It is that time of the year when people are nervously taking flights to lock in their elite status for 2014. In fact, last week I flew to Dublin via London on American Airlines simply to ensure my Executive Platinum status for another year. I was coming up just a little short short and taking that flight – even though it cost me about $1,000 – made it certain that I would keep my Executive Platinum status and score those eight valuable systemwide upgrades, which I conservatively value at about $4,000, as well as a whole host of other perks, so that made it worth it for me.
Alexis is in a different situation though. AAdvantage Gold Status is the lowest level of American elite status, and you don’t get complimentary upgrades – you have to earn them – though you do get a lot of other benefits, which I covered here. Having elite status is nice in that you get free checked bags, priority check-in and boarding, and some other time- and money-saving perks, and it will help you if your flight is ever canceled, etc. However, I don’t recommend buying elite status when you are not even flying enough to qualify. If you are not flying that much you are probably not maximizing those benefits so why shell out hundreds and hundreds of dollars for the hopes of future benefits?

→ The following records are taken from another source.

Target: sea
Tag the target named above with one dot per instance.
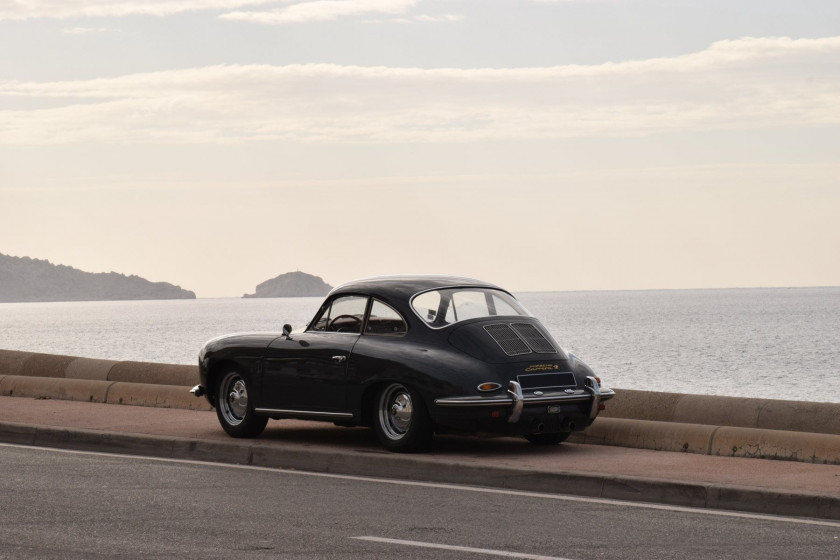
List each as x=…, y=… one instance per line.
x=778, y=343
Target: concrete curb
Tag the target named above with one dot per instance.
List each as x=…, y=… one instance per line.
x=55, y=366
x=725, y=441
x=740, y=412
x=111, y=392
x=710, y=425
x=419, y=468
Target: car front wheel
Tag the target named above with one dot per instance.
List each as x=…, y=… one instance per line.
x=234, y=409
x=401, y=420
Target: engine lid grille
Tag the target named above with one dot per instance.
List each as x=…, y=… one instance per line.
x=517, y=339
x=547, y=380
x=533, y=338
x=510, y=342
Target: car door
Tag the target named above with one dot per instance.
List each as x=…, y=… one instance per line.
x=307, y=372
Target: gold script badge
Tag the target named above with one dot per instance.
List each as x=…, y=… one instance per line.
x=542, y=367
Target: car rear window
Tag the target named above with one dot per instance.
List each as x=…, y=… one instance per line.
x=439, y=308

For those of you who aren’t familiar with Gold status, to achieve it, you must fly 25,000 qualifying miles or 30 segments or earn 25,000 points in a calendar year (January 1-December 31). You begin receiving elite benefits immediately upon qualification, and as long as you meet the standard requirements, your benefits will last through the end of the next membership year, which runs from March 1 through the final day of February of the following year. So if you earned your Gold status now, it would be good through February 28, 2015, but if you earned it very early next year like in March, it would be good through February 29, 2016.
Once you’ve earned Gold Status (and the change is reflected in your AAdvantage profile), you can begin taking advantage of numerous benefits. You can find the full listing here, but here are additional details on them:
- Access to the Gold Service Desk reservation line at 1-800-848-4653.
- Priority access check-in, security screening lands and boarding to avoid lines. In airports where there is not Business check-in, you can use the First Class check-in.
- Access to preferred seats (aisle and window) for you and up to 8 companions, or Main Cabin Extra at time of booking now through February 28, 2014 (fingers crossed they’ll extend it again!) and 50% off starting March 1, 2014 or free within 24 hours of departure. For more on American Airlines seating in the new A319 Airbus, click here.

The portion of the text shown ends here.